The incidence of malignant tumors increases with age. This may be due to the duration of carcinogenesis or age related changes providing a favorable environment for tumor formation. Aging is associated with molecular, cellular and physiological events that influence carcinogenesis and cancer growth. Physiologic cell proliferation, differentiation, and aging can result in cell death. However, under the influence of exogenous or endogenous factors cells can undergo pathologic dedifferentiation, immortalization, and neoplastic clone formation. The effects of age have been recognized in both animal and human malignancies. These processes can result in cellular senescence as a barrier to tumorigenesis. Inducing senescence is an important outcome for the successful treatment of cancers particularly those resistant to apoptosis. Senescence is associated with polyploidy in several human cell lines. Polyploid cells are dangerous in that they can undergo aberrant mitoses giving rise to unstable progeny. Polyploid cells have been shown to escape senescence and divide. We examined the effects of aging on squamous cell carcinoma formation in a mouse model. Chronologically aged mice experience shorter tumor latency periods than wild-type animals. Tumors in aged mice were poorly vascularized, necrotic, and produced significantly fewer cervical lymph node metastases. Vascular endothelial growth factor expression was similar in primary tumors from young and old mice, but microvessel density was significantly reduced in tumors arising in aged mice. These results indicate that host response to angiogenic factors inhibit tumor growth and metastasis of head and neck cancer.

Impaired T lymphocyte function increases tumorigenicity and decreases tumor latency in a mouse model of head and neck cancer.
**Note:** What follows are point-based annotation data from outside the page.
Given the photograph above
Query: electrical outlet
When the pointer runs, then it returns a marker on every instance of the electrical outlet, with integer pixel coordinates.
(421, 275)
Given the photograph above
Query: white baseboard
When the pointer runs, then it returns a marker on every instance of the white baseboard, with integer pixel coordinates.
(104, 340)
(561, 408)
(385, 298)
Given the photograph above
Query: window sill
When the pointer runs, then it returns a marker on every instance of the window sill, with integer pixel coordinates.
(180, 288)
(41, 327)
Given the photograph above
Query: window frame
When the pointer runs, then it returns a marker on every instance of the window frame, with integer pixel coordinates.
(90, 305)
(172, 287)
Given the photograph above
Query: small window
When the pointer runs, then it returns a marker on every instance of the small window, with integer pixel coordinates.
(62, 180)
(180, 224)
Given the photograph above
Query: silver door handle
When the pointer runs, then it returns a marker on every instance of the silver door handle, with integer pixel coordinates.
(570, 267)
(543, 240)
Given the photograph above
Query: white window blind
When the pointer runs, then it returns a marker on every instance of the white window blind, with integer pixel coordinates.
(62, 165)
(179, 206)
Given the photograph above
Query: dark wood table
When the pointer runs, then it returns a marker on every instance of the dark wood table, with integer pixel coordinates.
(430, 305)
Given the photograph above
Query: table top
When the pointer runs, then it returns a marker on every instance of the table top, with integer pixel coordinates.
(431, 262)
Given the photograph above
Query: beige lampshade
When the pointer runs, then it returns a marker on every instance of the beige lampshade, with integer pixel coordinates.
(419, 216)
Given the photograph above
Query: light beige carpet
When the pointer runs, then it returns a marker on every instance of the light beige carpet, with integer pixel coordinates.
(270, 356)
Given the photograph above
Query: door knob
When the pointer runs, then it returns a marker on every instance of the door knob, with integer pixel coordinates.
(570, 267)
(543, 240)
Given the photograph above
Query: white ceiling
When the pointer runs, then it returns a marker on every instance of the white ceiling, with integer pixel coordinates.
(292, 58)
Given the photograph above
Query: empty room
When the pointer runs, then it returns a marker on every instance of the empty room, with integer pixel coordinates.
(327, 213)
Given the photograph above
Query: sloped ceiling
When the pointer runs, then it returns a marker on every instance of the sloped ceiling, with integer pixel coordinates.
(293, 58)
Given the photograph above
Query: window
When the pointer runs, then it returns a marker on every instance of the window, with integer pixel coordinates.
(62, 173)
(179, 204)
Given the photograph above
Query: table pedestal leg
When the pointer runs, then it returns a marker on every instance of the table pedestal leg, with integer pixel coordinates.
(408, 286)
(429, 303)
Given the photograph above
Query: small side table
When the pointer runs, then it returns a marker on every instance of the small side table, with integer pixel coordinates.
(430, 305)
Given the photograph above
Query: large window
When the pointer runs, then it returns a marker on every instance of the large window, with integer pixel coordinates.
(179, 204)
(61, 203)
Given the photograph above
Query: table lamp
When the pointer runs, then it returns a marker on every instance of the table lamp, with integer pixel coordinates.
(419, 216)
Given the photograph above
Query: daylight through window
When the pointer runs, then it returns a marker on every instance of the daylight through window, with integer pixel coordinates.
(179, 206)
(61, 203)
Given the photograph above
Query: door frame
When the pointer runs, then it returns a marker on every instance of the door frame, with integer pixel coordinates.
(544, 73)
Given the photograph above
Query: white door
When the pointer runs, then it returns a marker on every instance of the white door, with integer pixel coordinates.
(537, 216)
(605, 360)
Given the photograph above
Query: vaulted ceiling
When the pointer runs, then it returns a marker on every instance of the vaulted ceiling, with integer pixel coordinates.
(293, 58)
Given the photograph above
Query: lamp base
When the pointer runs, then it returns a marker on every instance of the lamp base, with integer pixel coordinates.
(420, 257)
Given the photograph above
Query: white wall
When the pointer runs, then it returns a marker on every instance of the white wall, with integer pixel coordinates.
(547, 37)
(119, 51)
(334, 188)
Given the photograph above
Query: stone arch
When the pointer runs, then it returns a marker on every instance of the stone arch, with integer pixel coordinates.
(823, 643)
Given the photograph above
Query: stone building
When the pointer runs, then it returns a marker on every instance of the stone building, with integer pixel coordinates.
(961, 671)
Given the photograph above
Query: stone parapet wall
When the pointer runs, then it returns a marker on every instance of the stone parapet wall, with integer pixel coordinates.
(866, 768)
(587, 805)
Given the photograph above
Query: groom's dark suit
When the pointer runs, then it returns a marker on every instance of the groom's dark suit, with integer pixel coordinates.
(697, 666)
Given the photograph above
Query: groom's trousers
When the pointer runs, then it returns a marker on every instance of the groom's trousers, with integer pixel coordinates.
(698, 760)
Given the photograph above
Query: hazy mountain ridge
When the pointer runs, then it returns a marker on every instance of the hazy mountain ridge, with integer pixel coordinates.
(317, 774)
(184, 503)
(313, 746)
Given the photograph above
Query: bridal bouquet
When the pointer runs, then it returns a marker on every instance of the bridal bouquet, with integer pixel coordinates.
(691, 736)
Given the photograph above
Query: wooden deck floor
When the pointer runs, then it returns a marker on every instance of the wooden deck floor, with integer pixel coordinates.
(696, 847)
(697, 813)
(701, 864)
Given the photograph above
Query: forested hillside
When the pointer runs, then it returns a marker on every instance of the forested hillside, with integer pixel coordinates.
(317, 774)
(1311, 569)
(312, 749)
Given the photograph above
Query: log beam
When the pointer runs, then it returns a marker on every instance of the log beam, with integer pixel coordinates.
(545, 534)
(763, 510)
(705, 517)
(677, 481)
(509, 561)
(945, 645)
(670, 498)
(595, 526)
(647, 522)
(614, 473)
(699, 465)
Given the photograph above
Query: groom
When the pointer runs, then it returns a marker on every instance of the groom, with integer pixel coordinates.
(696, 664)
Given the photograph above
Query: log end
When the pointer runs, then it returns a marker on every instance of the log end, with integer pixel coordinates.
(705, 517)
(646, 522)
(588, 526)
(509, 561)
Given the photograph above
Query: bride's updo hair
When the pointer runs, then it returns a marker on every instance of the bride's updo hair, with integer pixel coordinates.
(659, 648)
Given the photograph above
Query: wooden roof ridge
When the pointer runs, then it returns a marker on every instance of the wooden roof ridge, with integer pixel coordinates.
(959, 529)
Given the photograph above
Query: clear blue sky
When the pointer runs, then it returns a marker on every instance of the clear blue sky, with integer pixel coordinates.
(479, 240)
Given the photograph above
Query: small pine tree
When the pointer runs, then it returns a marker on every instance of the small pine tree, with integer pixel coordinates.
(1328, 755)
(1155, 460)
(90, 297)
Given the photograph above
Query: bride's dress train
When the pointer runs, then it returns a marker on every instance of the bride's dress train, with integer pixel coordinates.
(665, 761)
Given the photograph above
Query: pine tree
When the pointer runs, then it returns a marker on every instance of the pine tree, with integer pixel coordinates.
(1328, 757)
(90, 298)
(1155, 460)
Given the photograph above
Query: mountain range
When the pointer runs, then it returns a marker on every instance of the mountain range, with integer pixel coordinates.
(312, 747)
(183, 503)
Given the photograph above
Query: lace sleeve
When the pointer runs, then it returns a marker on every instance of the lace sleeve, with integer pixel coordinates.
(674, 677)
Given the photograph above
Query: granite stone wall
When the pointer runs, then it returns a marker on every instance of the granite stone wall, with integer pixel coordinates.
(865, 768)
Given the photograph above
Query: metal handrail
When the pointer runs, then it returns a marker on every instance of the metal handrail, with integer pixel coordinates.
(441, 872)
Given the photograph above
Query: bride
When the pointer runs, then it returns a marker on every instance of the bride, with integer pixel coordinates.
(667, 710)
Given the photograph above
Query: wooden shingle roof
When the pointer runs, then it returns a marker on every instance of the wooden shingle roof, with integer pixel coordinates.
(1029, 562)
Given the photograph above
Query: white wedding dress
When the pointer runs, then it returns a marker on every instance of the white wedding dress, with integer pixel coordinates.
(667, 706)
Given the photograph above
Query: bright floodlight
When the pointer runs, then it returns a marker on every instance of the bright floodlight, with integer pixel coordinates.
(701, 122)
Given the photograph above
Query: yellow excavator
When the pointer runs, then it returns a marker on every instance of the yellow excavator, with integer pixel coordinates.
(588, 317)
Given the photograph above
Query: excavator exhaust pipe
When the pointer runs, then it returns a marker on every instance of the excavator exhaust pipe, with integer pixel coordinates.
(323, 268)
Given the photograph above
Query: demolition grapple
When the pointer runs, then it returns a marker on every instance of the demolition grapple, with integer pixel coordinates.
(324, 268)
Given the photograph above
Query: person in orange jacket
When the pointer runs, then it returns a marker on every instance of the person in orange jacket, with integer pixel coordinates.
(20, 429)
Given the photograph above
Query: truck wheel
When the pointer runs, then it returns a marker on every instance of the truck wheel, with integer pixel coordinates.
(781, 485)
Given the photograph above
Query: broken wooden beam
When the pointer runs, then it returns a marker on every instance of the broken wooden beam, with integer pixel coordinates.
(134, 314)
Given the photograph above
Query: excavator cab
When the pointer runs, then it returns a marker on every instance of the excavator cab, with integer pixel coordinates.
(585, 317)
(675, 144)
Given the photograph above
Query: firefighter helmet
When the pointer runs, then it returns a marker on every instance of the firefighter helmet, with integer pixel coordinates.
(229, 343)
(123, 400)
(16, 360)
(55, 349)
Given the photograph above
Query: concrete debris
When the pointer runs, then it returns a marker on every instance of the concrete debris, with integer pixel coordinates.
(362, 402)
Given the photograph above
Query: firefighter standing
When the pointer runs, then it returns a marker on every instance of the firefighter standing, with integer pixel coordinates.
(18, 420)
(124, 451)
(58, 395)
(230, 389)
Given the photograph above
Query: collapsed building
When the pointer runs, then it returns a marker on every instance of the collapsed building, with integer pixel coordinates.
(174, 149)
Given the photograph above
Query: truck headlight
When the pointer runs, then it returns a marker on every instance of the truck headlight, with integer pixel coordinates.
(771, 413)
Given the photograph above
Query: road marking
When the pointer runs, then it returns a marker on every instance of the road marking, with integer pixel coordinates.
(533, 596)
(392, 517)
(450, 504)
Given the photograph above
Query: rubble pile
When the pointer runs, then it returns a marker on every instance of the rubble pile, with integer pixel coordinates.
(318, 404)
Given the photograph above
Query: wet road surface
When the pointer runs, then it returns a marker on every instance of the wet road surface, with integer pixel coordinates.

Squamous cell carcinoma of the head and neck (HNSCC) is the sixth most frequent cancer worldwide. SCC is the most common malignant tumor of the oral cavity with over 35,000 cases and 8,000 deaths reported in the United States each year. Previous case studies have reported increased incidence of HNSCC in patients on immunosuppressive therapy for organ transplantation. The results of these studies indicate that effective immune surveillance is important for preventing emergence of HNSCC. HNSCC may also inhibit immune response to tumor cells, which may be responsible for progression. We previously reported induction of metastatic HNSCC in p53 null mutant mice. Despite induction with the potent carcinogen dimethylbenzanthracene, each mouse developed only 1-2 primary tumors with a relatively long induction period of 22 weeks. We hypothesized that immune surveillance might eliminate early tumor cells resulting in the relatively small number of primary tumors and long induction time. To test this hypothesis we performed the induction protocol in nude mice which have defective T lymphocyte function. Decreased T lymphocyte function resulted in reduced tumor latency and increased tumor formation. Immunohistochemical studies showed that expression of cell cycle regulatory proteins is similar in mouse and human HNSCC. However, distinct differences exist between primary and metastatic tumors from nude and wild-type mice. We also determined that lymphocytes react to metastatic tumor cells by upregulating immunoglobin gene expression but are prone to apoptosis via decreased expression of survival factors and upregulation of cell death genes.